Tuesday, February 26, 2008

The Power of Allusion



"Eliot's allusions work when we know them - and to a great extent even when we do not know them, through their suggestive power."
~Wimsatt and Beardsley, "The Intentional Fallacy"

I remember AP English with Mrs. Jacomme. You were crazy if you took the class, and even crazier if you didn't. I remember reading James Joyce's "A Portrait of the Artist as a Young Man" three times to finally figure out what was going on. We read poetry, such as Coolridge's "Kubla Khan" and Eliot's "The Love Song of J. Alfred Prufrock." And I loved reading all of it. I loved the music of the lines and how the words ran out of my mouth, over my lips, ringing into the silent air. But I didn't understand them. Charlie, the obvious genius of the class, knew every allusion, and voiced each one, making Mrs. Jacomme quite proud, and people like me - who didn't even realize there were allusions at all - feel quite stupid.

Now a senior in college, I have begun to internalize the obvious allusions found in poetry and prose alike. And I thought that you really
had to know what all the allusions meant. It adds layers to the poetry and prose that would not be there if we did not pick up on the author's allusions. But,
Wimsatt and Beardsley say they can work just on their suggestive power alone. How can this be? Does that mean I can forget all the allusions I have labored to "remember" and just let the poem speak to me on its suggestive power alone? I wonder...

I want to connect this to Eliot's "The Waste Land." First off, I again loved reading the poem, even though upon first reading, I had no idea what was going on. But as I started to study it and to look up commentaries on the poem, I realized that it was rich in all the allusions you could possibly dream of, allusions from Dante, Homer, Milton, Shakespeare. The list goes on. But I would not know half of these if I didn't have the commentaries. But were they still suggestive to me, as Wimsatt and Beardsley say?

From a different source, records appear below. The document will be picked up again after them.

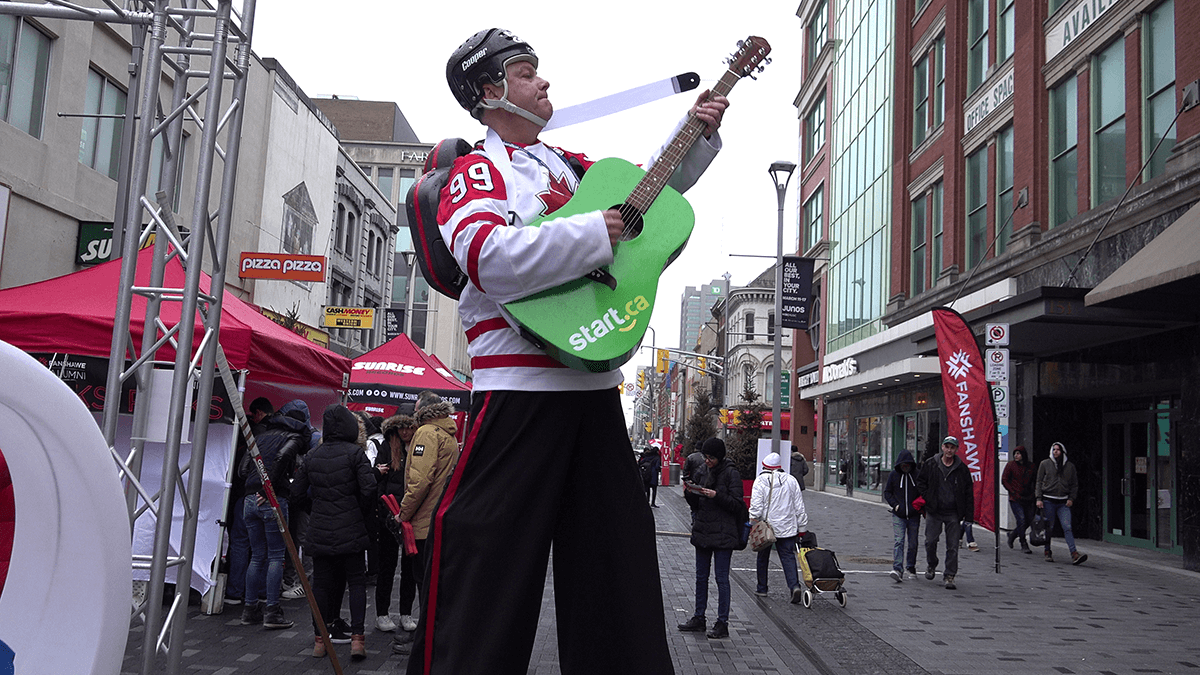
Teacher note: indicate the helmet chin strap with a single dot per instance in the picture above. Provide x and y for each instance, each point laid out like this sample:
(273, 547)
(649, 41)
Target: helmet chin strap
(503, 103)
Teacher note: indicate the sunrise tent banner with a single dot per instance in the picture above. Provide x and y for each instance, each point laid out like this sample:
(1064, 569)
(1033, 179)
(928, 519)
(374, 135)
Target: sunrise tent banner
(969, 408)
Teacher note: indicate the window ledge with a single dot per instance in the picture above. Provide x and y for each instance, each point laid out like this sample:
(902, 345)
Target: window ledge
(934, 137)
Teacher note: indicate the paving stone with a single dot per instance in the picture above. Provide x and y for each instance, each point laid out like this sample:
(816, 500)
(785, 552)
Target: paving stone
(1032, 617)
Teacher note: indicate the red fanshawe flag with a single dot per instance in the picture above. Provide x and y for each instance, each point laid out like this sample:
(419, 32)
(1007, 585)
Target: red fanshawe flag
(969, 407)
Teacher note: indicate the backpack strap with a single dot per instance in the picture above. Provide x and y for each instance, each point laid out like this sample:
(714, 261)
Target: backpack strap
(438, 267)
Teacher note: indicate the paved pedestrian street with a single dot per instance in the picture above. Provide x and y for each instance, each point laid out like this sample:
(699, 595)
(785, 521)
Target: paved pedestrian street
(1125, 610)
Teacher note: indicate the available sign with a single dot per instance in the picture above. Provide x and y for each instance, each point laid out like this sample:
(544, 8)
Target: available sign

I think I was perceptive enough to realize that the ideas were rich in meaning, but there was nothing deeper than that. I only picked up on the allusions I knew previously, but it took me going to outside sources to figure out about 90% of the other allusions. And this means I'm going outside the poem. Which means the poem, at least for me, is not "speaking for itself" as the Formalists wanted. But is that my fault, or theirs?

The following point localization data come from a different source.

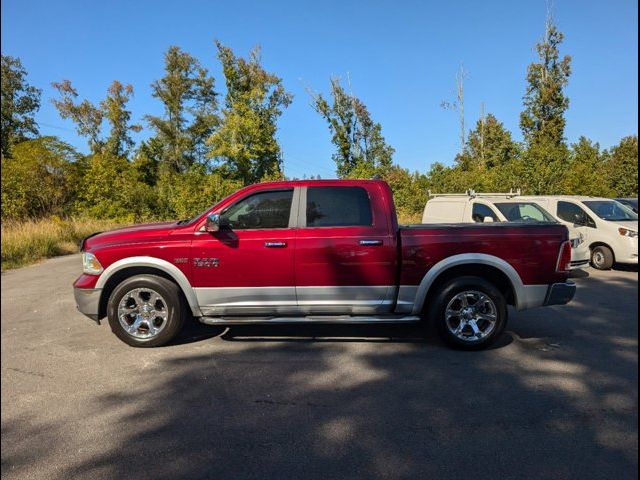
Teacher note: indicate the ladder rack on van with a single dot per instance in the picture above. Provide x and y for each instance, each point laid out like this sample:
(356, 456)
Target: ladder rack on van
(473, 194)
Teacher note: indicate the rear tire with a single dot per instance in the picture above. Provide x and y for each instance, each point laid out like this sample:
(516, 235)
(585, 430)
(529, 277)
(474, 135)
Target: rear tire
(469, 312)
(146, 311)
(602, 258)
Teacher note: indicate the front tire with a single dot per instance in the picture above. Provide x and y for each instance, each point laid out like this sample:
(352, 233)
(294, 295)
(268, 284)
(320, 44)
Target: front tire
(146, 311)
(469, 312)
(602, 258)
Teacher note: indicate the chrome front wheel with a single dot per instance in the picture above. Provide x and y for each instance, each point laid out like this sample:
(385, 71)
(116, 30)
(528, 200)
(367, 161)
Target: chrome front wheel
(143, 313)
(146, 310)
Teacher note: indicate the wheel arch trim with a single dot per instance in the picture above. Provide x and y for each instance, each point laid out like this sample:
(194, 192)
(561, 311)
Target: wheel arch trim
(519, 290)
(157, 263)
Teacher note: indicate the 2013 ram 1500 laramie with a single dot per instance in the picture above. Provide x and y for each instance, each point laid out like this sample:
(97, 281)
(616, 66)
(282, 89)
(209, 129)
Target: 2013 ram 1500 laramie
(319, 251)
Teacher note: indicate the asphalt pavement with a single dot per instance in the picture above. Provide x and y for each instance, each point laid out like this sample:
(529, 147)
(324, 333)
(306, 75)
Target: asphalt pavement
(556, 398)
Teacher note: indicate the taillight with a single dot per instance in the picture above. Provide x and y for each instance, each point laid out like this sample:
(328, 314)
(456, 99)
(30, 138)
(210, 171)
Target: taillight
(564, 257)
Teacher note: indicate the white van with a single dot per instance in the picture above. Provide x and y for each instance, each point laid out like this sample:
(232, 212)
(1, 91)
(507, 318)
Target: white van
(472, 207)
(610, 229)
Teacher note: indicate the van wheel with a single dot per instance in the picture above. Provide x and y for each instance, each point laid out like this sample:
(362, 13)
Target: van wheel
(469, 312)
(146, 311)
(602, 258)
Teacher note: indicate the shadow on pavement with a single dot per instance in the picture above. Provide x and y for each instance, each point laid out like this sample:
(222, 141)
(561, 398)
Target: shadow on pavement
(559, 400)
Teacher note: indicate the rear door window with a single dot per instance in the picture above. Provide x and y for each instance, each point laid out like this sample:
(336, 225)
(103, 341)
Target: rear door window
(338, 207)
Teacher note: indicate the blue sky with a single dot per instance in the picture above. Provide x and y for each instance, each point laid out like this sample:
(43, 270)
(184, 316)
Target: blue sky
(401, 56)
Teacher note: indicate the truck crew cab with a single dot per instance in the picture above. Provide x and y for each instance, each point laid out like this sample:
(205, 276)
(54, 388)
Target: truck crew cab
(319, 251)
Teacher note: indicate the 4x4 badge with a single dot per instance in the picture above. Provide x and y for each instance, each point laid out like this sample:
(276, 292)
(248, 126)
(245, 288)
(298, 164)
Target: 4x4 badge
(205, 262)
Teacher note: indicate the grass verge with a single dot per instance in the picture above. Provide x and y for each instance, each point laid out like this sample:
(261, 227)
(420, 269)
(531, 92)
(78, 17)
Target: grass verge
(28, 242)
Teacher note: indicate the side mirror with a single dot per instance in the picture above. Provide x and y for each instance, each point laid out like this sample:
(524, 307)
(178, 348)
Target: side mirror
(213, 223)
(579, 220)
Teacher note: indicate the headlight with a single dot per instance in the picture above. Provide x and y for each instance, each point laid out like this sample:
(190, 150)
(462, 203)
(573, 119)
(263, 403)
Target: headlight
(90, 264)
(625, 232)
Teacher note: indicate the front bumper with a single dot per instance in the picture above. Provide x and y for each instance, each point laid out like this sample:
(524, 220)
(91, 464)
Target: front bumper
(560, 293)
(88, 302)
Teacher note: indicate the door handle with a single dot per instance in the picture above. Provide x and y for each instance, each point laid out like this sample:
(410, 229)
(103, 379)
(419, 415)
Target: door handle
(371, 243)
(275, 244)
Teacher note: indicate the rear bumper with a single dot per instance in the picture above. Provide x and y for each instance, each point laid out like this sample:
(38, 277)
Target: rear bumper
(560, 293)
(88, 302)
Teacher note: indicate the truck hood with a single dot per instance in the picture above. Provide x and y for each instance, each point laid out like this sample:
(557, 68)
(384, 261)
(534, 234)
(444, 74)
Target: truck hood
(135, 234)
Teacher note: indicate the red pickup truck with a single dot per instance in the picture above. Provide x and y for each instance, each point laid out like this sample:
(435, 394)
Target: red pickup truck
(319, 251)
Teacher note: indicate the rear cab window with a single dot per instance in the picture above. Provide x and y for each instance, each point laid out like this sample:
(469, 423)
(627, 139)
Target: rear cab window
(480, 211)
(524, 212)
(572, 213)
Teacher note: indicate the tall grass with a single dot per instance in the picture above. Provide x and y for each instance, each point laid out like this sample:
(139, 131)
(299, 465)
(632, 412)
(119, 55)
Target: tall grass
(30, 241)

The Formalists (and Eliot) believed that the poet was first a reader and then a poet. So, if you were truly "educated," you would most likely understand each and every allusion in "The Waste Land," because you would have read everything that he alludes to. You have internalized every piece of literature, every subtlety and nuance of the classic writers. The poem speaks for itself
only because you have been a reader, not because you can understand the poem on your first try, with absolutely no knowledge of anything but the lines in front of you. So I think suggestive power is out of the question. How can allusions have suggestive power, unless we make up our own meanings for the allusions? And how could one possible find all of Eliot's allusions unless they spend countless hours reading his work and then reading anything that would possibly hint at the allusions Eliot wanted? We have all these commentaries and notes because people did just that... searched for Eliot's meanings though his allusions. And we, the students, could not survive without them. But again, that means we have to go outside the poem, and the allusions are not speaking for themselves. And doesn't this go against the whole of Formalist philosophy in the first place?

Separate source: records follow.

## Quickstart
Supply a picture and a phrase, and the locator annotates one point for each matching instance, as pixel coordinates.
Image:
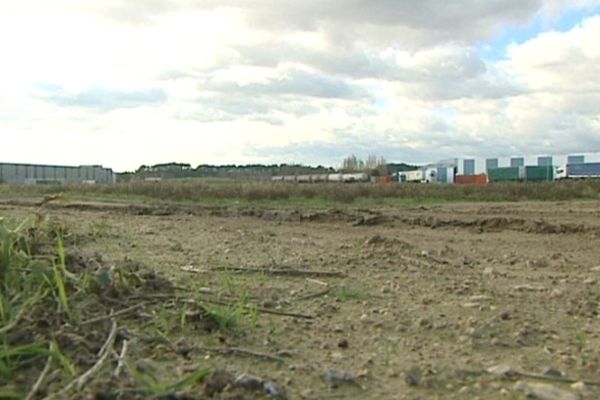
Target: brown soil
(403, 304)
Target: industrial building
(54, 174)
(479, 165)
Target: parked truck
(575, 171)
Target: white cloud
(123, 84)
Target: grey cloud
(468, 88)
(294, 83)
(99, 98)
(392, 21)
(428, 20)
(227, 106)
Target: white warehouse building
(481, 165)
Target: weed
(150, 385)
(350, 292)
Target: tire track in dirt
(355, 217)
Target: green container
(539, 173)
(503, 174)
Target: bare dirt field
(460, 301)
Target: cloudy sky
(124, 83)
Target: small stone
(425, 322)
(579, 386)
(413, 377)
(248, 381)
(475, 333)
(543, 391)
(552, 372)
(334, 376)
(502, 370)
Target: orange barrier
(480, 179)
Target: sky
(123, 83)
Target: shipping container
(479, 179)
(385, 180)
(504, 174)
(584, 170)
(412, 176)
(334, 177)
(356, 177)
(538, 173)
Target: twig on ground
(226, 303)
(318, 282)
(40, 380)
(311, 295)
(113, 314)
(260, 309)
(12, 323)
(269, 271)
(80, 382)
(121, 359)
(240, 351)
(509, 373)
(564, 379)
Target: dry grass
(223, 191)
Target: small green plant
(150, 385)
(355, 292)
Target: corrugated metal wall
(31, 173)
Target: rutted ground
(427, 299)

I will agree that allusions obviously add tremendous depth to a piece of literature. Without them, we wouldn't be able to even attempt understanding of the poem. And in some cases, the allusions (because they are so well known), speak for themselves. But in other cases, the obscure allusions cause us to miss the meaning and therefore go outside the poem. And Wimsatt and Beardsley acknowledge this, admitting that "it may be questioned whether the notes [or commentaries, etc.] and the need for them are not equally muffling." For again, that means that the poem cannot truly stand on its own.

Did I like reading Eliot? Yes, I loved it. Did I understand it? On the most obvious level, yes. Did I truly understand it all, as the poem stood on its own? Most decidedly, no. But then again, does that mean I just have to read more??

1 comment:

Anna said...

It seems that allusions in poetry bring us to the questions of meaning: is there a single, most correct meaning in the words of the poem orchestrated by the author's intention or can there be several meanings which may or may not be based on the full depth of allusory material? I find your question about whether or not such complex and obscurity-ridden (at least to many a modern mind) poems really fulfill the Formalist aims a perceptive one... However, I see that your question equates understanding the context of the allusion with understanding the poets intent in including it. While closely related, there is some distinction between them and that distinction may be where the Formalist philosophy takes its stand.